İşveren yükünü azaltan vergi ve prim destekleri de…
Yüzde 13’lere çıkmış olan işsizlik oranlarının yüzde 10 – 11 bandına geriletilmesinde etki gösterdi.
2018’e de bu zorlu mücadele atmosferinde girdik.
Ocakta yönünü tekrar yukarı çeviren işsizlik oranları dün TÜİK’in açıkladığı rakamlarla pozitif bir eğilime girildiğini gösterdi!
Çünkü…
Yılın ilk çeyreğini kapsayan ortalamayı içeren Şubat 2018’e ait veriler…
İşsizlik cephesindeki umut veren iyileşmeyi karşımıza çıkardı.
Yüzde 10,6’lık işsizlik oranı hem 2017’nin aynı dönemine hem de Ocak 2018 yani bir önceki döneme göre düşüş anlamına geliyor.
Yani yıllık bazda 2 puan, aylık bazda ise 0,2 puanlık bir düşüş var işsizlik oranında!
Üstelik…
İşgücüne katılımın 0,4 puan artışla yüzde 52,2‘ye yükselmesine rağmen düşüş görülmesi önemli.
İş arayanların sayısındaki artışa karşın işsizlik oranlarının düşmesi ilave istihdamın etkisini gösteriyor!
Şubat 2018 dönemi itibarıyla yıllık bazda net ilave istihdamın 1 milyon 210 bin olarak kayıtlara geçmesi…
Alınan tedbirlerin belli oranda sonuç verdiğinin göstergesi.
Yüzde 19’a gerileyen genç işsizliği de umutların tazelenmesi anlamına geliyor!
İstihdam artışında sanayi ve hizmetlerin öne çıkması işsizliğin frenlenmesinde en etkin alanların devreye girdiğini gösteriyor.
Çünkü yıllık bazda sanayi sektörü istihdamı 376 bin kişilik artış kaydetmiş vaziyette.

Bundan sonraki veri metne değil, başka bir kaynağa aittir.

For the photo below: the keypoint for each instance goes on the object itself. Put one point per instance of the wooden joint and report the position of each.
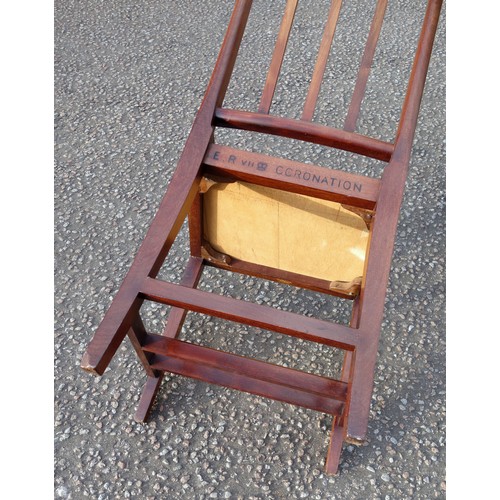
(350, 287)
(209, 253)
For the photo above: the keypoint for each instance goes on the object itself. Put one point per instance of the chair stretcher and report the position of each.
(348, 221)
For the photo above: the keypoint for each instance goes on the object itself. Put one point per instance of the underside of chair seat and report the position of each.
(286, 231)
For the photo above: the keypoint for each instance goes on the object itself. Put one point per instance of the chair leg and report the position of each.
(336, 440)
(148, 398)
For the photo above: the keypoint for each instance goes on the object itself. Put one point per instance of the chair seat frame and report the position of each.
(347, 399)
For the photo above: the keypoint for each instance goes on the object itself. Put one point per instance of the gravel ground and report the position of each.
(129, 77)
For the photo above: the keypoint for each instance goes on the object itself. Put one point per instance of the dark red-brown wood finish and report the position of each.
(347, 399)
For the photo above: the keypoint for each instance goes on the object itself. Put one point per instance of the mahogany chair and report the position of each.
(223, 190)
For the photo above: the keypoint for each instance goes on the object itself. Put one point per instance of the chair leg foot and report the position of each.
(147, 398)
(336, 440)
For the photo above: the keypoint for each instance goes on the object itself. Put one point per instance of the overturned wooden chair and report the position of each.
(348, 221)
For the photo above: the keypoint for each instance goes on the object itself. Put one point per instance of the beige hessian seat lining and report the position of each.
(284, 230)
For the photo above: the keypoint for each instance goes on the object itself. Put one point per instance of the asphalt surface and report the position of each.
(129, 77)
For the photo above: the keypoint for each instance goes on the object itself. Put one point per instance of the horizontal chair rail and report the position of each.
(279, 275)
(252, 314)
(254, 368)
(293, 176)
(248, 375)
(304, 131)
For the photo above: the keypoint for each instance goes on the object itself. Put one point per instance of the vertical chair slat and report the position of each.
(278, 55)
(323, 53)
(365, 66)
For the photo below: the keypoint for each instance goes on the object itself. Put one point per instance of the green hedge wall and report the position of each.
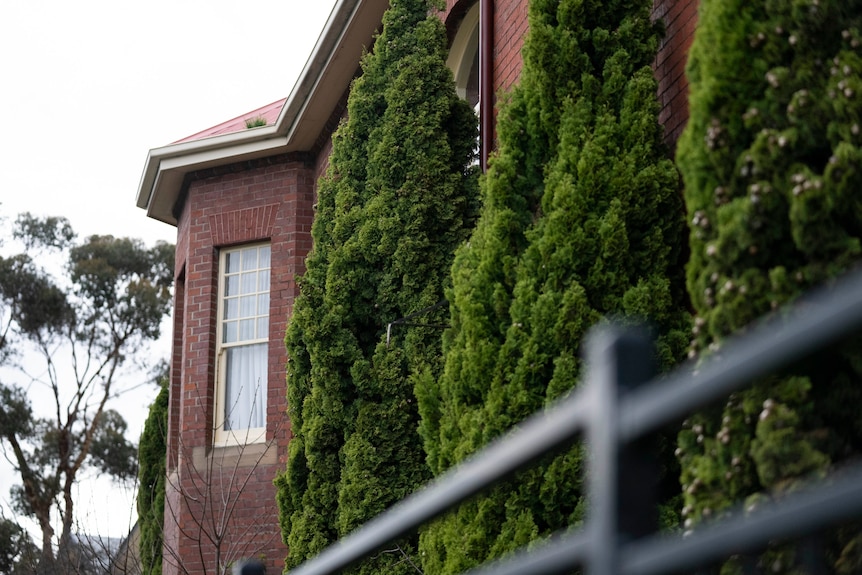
(399, 195)
(582, 221)
(771, 164)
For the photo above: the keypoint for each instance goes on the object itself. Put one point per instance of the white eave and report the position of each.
(326, 75)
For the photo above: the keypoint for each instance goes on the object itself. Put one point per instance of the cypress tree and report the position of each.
(770, 160)
(152, 452)
(582, 220)
(399, 195)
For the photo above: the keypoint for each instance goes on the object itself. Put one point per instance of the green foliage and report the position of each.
(770, 160)
(106, 308)
(582, 220)
(152, 454)
(399, 196)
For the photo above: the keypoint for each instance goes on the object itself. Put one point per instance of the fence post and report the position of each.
(620, 478)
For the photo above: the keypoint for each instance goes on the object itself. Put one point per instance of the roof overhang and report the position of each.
(328, 72)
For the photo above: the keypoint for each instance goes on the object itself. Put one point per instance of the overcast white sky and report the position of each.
(88, 87)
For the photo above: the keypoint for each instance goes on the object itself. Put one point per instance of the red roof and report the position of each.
(269, 113)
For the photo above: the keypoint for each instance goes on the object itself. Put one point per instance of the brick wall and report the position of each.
(680, 19)
(272, 199)
(269, 199)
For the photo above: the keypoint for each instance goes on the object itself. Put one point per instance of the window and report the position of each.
(464, 58)
(243, 336)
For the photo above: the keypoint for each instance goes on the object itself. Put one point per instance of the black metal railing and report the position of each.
(618, 405)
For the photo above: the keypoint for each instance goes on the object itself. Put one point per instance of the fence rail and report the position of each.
(618, 405)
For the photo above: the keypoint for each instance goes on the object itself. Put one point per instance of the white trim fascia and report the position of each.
(165, 167)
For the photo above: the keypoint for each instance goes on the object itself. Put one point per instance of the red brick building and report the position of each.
(242, 200)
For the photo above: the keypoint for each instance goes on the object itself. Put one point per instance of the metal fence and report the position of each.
(618, 405)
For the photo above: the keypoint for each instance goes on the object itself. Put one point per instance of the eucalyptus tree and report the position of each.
(84, 326)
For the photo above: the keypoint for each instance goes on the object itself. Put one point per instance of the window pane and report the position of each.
(249, 282)
(229, 332)
(231, 308)
(245, 387)
(231, 285)
(249, 259)
(231, 262)
(247, 307)
(246, 329)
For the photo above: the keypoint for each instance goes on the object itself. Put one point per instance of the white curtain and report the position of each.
(245, 387)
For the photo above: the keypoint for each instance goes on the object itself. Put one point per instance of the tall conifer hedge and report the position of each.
(399, 195)
(771, 162)
(152, 453)
(582, 220)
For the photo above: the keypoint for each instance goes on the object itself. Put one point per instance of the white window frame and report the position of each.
(234, 298)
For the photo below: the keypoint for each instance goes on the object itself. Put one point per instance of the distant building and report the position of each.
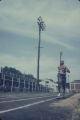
(50, 84)
(75, 86)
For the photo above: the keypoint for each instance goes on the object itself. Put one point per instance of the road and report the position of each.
(29, 106)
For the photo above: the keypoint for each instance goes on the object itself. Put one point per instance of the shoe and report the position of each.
(58, 95)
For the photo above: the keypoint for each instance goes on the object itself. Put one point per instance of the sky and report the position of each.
(19, 36)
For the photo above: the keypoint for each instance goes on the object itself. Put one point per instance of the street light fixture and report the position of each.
(41, 26)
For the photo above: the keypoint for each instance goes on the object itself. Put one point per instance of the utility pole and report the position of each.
(41, 26)
(60, 57)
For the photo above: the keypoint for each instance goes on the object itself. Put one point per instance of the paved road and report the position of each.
(24, 106)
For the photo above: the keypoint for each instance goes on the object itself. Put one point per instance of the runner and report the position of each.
(62, 69)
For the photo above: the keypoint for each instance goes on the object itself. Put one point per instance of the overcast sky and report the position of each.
(19, 36)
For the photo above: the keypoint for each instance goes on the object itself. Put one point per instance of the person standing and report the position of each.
(62, 70)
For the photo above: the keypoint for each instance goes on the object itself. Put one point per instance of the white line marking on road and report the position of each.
(26, 106)
(22, 99)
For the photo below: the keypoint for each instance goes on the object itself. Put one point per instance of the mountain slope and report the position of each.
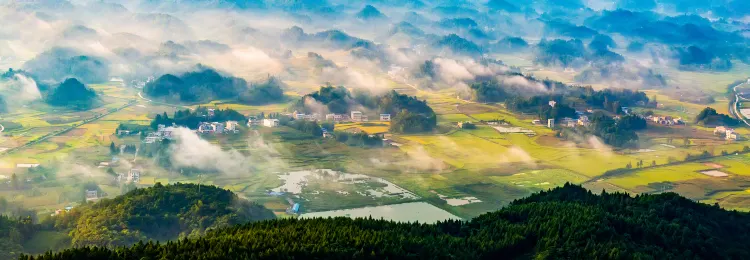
(567, 222)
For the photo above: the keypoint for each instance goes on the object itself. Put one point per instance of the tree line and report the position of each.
(566, 222)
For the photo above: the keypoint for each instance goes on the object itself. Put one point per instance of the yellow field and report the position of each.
(674, 173)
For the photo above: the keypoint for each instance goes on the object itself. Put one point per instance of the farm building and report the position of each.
(92, 195)
(231, 126)
(728, 133)
(298, 116)
(356, 116)
(134, 175)
(295, 208)
(211, 128)
(584, 121)
(568, 122)
(335, 117)
(270, 122)
(254, 122)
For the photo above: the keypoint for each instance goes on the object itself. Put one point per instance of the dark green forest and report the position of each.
(73, 94)
(206, 85)
(709, 117)
(568, 222)
(156, 213)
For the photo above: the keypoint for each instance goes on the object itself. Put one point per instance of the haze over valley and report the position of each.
(142, 120)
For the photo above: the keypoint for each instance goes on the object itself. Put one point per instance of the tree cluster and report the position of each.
(359, 139)
(565, 223)
(206, 85)
(192, 118)
(709, 117)
(73, 94)
(157, 213)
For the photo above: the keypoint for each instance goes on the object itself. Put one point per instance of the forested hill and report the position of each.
(206, 85)
(157, 213)
(567, 222)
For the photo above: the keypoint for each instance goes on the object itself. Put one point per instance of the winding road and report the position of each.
(735, 107)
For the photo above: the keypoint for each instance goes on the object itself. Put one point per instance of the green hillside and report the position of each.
(567, 222)
(158, 213)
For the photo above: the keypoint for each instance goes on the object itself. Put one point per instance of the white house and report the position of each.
(206, 128)
(584, 121)
(134, 175)
(231, 126)
(356, 116)
(568, 122)
(270, 122)
(298, 116)
(92, 195)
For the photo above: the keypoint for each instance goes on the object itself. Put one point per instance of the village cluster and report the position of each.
(354, 116)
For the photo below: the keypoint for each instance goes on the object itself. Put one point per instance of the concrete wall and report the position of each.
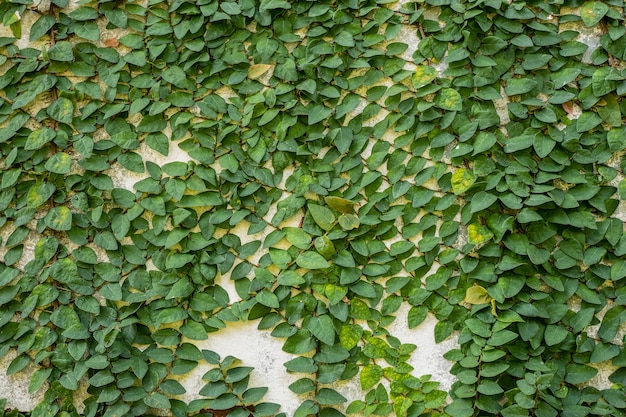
(257, 348)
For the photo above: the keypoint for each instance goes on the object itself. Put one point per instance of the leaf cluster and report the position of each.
(335, 173)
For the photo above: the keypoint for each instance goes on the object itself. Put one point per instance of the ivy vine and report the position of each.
(335, 173)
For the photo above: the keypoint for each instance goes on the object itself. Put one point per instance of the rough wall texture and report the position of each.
(242, 339)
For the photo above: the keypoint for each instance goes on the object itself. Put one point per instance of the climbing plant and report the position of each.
(336, 171)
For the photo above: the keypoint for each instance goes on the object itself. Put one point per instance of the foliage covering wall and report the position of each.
(365, 176)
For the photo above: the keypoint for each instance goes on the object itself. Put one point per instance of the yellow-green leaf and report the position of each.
(477, 295)
(370, 375)
(449, 99)
(462, 180)
(478, 233)
(342, 205)
(59, 218)
(423, 75)
(256, 70)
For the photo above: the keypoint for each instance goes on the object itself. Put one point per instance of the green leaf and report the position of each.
(311, 260)
(176, 76)
(59, 218)
(370, 376)
(477, 295)
(322, 328)
(587, 121)
(38, 138)
(61, 51)
(340, 204)
(39, 193)
(41, 27)
(543, 145)
(423, 75)
(449, 99)
(302, 386)
(59, 163)
(482, 200)
(578, 374)
(318, 113)
(463, 179)
(267, 298)
(323, 216)
(349, 221)
(592, 12)
(350, 335)
(478, 234)
(61, 110)
(298, 237)
(516, 86)
(327, 396)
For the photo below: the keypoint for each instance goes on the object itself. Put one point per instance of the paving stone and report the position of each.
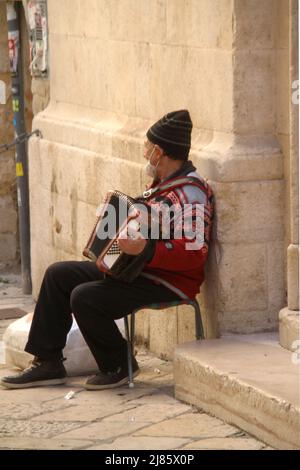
(84, 413)
(26, 410)
(190, 425)
(32, 443)
(149, 413)
(104, 430)
(226, 443)
(142, 443)
(23, 428)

Hizmetler sektörü ise inşaatla birlikte 887 binlik istihdam artışına sahne olmuş durumda!
Tek hane ne zaman?
Umut ışıkları artsa da işsizlik cephesinde tozpembe bir manzaradan söz etmek mümkün değil henüz.
Öncelikle psikolojik açıdan da önem taşıyan tek haneli işsizlik rakamlarını görmemiz şart!
Ancak o zaman daha umutvar konuşmamız mümkün olur.
Dolayısıyla mücadeleye doludizgin devam etmek gerekiyor.
Peki 2018’de tek hane görülebilir mi?
Teknik olarak mümkün.
Ama artan işgücüne katılım daha fazla iş yaratılmasını zorunlu kılıyor.
Ve istihdamdaki artışın altında kalan bir işsizlik azalmasına yol açan bu durum; istatistiki olarak işleri zorlaştırabilmekte.
Ayrıca yılın ikinci yarısında ekonomik büyümeden hızının azalması ihtimali giderek artıyor.
Yani yeni iş yaratma potansiyelini zorlayacak bir görünüm oluşabilir.
Bu durumda istihdam odaklı proje teşviklerinin önemi bir kat artmakta!
Kısacası yaz aylarında işsizlik oranı; turizm, tarım ve inşaattaki canlanmayla yani mevsimsel etkilerle tek haneye fazlasıyla yaklaşacak.
Ancak, son çeyrekte düşüş trendinin sonlanması ihtimalini dikkate almakta fayda var.